Lise Pinko évoque notamment les témoignages des survivants en lien avec le bol à bouillie, qui l’ont particulièrement ébranlée. Dans les pensionnats, les enfants comptaient sur les écoles pour répondre à leurs besoins de base, comme les vêtements et la nourriture. Cependant, il n’y avait jamais assez de nourriture, et celle-ci était souvent avariée. « Je pense à ces enfants qui avaient faim et que l’on ne nourrissait pas adéquatement. Les traumatismes de notre passé sont exposés et il ne faut pas s’attendre à tout absorber dès la première visite », dit Lise Pinkos.

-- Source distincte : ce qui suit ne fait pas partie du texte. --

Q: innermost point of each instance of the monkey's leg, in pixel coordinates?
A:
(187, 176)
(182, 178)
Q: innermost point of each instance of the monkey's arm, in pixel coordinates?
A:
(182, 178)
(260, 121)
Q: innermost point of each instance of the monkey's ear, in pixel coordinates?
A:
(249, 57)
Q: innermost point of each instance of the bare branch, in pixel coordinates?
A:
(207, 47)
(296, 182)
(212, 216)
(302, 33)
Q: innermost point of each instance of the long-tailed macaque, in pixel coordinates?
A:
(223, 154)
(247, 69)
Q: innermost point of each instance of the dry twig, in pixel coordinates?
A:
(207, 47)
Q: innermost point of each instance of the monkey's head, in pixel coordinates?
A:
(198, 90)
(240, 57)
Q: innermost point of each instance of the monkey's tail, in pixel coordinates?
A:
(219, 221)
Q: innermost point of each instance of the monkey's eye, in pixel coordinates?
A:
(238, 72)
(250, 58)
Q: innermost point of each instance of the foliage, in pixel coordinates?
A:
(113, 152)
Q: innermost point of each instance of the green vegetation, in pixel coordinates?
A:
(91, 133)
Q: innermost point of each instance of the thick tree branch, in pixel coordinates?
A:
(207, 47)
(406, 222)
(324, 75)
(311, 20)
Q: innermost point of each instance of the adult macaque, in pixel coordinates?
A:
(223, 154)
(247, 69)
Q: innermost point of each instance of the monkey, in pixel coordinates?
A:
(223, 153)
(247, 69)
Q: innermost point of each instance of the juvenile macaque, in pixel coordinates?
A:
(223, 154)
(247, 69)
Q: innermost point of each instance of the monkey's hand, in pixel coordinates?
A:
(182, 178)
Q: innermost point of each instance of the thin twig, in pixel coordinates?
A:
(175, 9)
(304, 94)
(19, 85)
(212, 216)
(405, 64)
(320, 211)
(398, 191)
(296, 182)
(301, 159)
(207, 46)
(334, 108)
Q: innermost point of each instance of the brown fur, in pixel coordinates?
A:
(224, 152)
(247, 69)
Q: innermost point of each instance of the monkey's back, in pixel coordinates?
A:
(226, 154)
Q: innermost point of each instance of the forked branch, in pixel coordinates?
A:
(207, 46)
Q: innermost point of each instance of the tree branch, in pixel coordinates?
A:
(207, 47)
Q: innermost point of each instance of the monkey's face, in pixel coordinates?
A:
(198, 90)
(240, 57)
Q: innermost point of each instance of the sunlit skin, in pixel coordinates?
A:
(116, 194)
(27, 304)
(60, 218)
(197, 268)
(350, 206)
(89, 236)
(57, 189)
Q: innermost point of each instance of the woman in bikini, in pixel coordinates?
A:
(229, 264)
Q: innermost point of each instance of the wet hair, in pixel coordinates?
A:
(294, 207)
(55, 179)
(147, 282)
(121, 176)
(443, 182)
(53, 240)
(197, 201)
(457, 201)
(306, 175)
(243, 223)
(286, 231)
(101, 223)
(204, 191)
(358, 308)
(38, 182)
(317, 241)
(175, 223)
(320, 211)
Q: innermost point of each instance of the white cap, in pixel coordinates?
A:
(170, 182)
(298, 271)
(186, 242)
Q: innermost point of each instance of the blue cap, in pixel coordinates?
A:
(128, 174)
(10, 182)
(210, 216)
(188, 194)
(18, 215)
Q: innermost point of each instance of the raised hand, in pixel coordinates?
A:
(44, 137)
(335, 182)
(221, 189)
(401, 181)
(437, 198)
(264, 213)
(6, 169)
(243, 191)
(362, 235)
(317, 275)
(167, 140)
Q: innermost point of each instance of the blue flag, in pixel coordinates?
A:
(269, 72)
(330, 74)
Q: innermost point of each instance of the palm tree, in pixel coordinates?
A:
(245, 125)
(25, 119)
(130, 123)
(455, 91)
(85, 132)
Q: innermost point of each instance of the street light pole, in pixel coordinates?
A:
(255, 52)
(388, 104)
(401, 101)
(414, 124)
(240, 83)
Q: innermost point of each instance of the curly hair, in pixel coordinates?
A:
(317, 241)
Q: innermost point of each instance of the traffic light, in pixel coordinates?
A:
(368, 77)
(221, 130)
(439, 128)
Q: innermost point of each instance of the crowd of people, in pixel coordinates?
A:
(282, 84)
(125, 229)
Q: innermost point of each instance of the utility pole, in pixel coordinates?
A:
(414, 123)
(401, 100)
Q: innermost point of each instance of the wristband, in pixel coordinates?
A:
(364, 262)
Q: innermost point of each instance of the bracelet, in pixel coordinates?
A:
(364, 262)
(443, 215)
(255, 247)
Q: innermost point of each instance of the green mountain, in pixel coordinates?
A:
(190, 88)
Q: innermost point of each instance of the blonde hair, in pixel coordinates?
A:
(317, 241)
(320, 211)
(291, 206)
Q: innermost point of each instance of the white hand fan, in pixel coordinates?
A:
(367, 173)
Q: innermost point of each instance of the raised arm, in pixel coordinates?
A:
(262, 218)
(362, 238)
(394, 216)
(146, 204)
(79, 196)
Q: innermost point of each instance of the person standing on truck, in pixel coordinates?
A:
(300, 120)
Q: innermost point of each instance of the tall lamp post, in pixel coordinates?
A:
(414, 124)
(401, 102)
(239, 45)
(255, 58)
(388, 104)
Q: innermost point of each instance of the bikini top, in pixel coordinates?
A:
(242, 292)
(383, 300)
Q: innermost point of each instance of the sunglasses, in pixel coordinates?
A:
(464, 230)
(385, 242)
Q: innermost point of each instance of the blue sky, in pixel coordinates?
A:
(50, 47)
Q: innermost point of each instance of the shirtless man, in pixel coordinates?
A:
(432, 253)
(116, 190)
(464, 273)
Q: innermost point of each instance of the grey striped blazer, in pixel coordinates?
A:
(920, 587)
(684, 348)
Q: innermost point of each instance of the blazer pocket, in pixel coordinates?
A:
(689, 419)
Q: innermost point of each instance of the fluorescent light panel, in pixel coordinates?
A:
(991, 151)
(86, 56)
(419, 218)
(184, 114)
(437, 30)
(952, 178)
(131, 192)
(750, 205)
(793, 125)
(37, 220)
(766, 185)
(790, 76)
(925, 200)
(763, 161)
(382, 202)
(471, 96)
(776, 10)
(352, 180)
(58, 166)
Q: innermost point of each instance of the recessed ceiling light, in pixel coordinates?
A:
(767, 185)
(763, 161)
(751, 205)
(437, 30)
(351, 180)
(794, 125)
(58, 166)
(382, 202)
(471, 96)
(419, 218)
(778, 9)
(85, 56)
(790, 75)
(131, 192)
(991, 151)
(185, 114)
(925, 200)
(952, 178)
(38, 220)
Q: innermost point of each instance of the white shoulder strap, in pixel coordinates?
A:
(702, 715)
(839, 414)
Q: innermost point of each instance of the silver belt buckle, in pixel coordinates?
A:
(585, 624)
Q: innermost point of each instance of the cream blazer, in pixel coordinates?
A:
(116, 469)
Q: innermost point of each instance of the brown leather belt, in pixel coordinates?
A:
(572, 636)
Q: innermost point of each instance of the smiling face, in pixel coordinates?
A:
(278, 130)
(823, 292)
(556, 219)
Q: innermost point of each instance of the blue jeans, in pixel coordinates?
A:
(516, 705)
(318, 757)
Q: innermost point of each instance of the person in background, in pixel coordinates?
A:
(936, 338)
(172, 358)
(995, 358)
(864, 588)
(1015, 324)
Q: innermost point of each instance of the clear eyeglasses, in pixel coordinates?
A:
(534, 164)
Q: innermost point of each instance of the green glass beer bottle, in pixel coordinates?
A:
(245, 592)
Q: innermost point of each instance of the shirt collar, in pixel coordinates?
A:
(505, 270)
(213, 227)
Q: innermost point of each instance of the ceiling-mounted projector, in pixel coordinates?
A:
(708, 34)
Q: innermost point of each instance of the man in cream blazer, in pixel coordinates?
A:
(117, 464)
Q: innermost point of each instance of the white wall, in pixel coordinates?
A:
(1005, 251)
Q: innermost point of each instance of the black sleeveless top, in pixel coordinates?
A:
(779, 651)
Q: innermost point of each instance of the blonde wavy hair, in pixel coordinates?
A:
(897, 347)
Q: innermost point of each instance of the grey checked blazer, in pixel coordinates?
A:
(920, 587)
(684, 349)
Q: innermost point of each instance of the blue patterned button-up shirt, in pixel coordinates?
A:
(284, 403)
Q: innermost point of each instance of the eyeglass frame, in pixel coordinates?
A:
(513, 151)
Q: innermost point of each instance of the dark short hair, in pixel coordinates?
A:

Ce patin de hockey provient d’un pensionnat en Saskatchewan. Les sports offraient aux enfants autochtones une pause loin de la négligence et de la solitude. Cependant, le hockey et d’autres sports ont également été utilisés pour les forcer à apprendre les valeurs euro-canadiennes. PHOTO: RORIE MCLEOD
Cette petite statue a été trouvée sur un site de pensionnat en Alberta, couverte de suie et endommagée par un incendie. Elle a été reconstituée pour représenter l’expérience de guérison des survivants, la reconstruction de leurs relations et le renouement avec leurs cultures. PHOTO: RORIE MCLEOD
Deux tresses ont été données par Ellen et Marion Newman. Leur père, Victor, est un survivant dont les cheveux ont été coupés lorsqu’il a été emmené au pensionnat. Ellen et Marion ont voulu honorer le passé de Victor en reprenant la pratique culturelle de couper les cheveux, un geste qui représente le deuil et le respect. PHOTO: RORIE MCLEOD
Gardiens de leurs histoires
L’histoire de la Couverture des témoins n’en est pas à son dernier chapitre. Maintenant que l’œuvre est accessible en ligne, la création prochaine d’expériences de réalités virtuelle et augmentée, grâce au don et à l’engagement de longue date de TELUS envers la Réconciliation, permettra d’accroître le rayonnement de l’œuvre. L’objectif demeure de sensibiliser le plus grand nombre de personnes à cette histoire collective où plus de 150 000 enfants métis, inuit et des Premières Nations ont été arrachés à leur famille et placés dans le système canadien de pensionnats.
« L’innovation technologique et la numérisation de la Couverture des témoins permettent de donner une voix aux survivants partout au pays. Nous sommes les gardiens de leurs histoires, et c’est en parcourant et en transmettant leur vérité que nous pourrons avancer sur le chemin de la Réconciliation », dit Lise Pinkos.